Based on the amount of users your application has, you should adjust your database plan. Simply starting off using Python's shelve or JavaScript's lowdb is a fine place to start. When you get more users and need things like ACID, you then can do a near seamless migration to the higher grade NoSQL offering. Here's a breakdown of my belif for choosing databases based on the number of users:

1. Less than 100 Users: Persistent JSON

  • Technology Choices: Python's shelve or JavaScript's lowdb.
  • Reasoning: For small-scale applications, where user count is minimal, using a simple, lightweight solution like persistent JSON is ideal. These tools are easy to set up, require minimal configuration, and are well-suited for prototypes, small projects, or personal applications.
  • Benefits:
    • Quick setup and minimal overhead.
    • No need for complex database management.
    • Ideal for applications that don't require high concurrency or complex transactions.

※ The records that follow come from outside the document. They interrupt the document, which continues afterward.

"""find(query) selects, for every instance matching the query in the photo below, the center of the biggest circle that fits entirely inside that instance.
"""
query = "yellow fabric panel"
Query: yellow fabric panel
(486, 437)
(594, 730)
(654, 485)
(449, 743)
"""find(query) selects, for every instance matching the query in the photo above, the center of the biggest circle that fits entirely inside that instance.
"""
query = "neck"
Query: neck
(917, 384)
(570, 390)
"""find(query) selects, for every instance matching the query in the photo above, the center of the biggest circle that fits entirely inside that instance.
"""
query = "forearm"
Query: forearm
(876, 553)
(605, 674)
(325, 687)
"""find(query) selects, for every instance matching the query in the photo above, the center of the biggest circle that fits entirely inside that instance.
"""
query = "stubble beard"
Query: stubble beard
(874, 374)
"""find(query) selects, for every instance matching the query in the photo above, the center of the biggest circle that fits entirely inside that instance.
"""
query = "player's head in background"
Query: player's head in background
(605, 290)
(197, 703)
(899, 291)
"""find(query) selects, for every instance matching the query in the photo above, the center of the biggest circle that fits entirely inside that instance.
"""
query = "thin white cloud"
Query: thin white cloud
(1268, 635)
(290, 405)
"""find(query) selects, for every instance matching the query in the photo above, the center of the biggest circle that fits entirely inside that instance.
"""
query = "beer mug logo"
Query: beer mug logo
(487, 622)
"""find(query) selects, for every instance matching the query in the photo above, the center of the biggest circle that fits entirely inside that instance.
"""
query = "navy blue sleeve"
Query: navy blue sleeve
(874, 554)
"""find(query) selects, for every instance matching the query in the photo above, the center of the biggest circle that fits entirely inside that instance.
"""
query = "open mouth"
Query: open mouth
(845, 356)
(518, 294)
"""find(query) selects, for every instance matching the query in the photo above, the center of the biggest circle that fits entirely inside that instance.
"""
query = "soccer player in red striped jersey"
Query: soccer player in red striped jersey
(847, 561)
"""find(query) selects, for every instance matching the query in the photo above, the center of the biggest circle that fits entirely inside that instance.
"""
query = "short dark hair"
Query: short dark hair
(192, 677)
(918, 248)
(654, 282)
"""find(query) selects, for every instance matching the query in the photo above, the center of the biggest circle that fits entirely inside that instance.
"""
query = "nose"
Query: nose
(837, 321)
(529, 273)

2. Between 100 and 20,000 Users: ACID-Compliant Database

  • Technology Choice: DictDataBase.
  • Reasoning: As your user base grows, data integrity and consistency become crucial. Upgrading to an ACID-compliant database ensures that transactions are handled reliably, and data remains consistent even in the face of errors or crashes. DictDataBase offers a schema similar to your initial setup but with the added robustness of ACID properties.
  • Benefits:
    • Ensures data consistency and integrity.
    • Suitable for applications with moderate traffic and more complex data handling needs.
    • Provides a smooth transition from the simpler JSON-based system.

3. More than 20,000 Users: High-Availability and Distributed Database

  • Technology Choices: MongoDB or Riak.
  • Reasoning: At this scale, the application requires a database that can handle high traffic, ensure availability, and scale horizontally. MongoDB and Riak are both well-suited for distributed environments, offering high availability, fault tolerance, and seamless integration with your existing architecture.
  • Benefits:
    • Handles large volumes of data and user requests efficiently.
    • Supports horizontal scaling, allowing the system to grow as needed.
    • Maintains data availability even in distributed or multi-node setups.

This approach ensures that your database solution evolves alongside your application, maintaining efficiency, reliability, and scalability at each stage of growth.

SQL is Ideal with a clear vision

SQL databases are ideal when you have a clear schema and vision for your program from the start, offering strong data integrity and efficient querying. However, their rigidity can become a drawback as projects evolve, requiring changes to the schema. These changes can break compatibility with existing code, leading to complex migrations and maintenance challenges. While SQL excels in stable environments, its inflexibility makes it less suited for projects where the schema is likely to change frequently.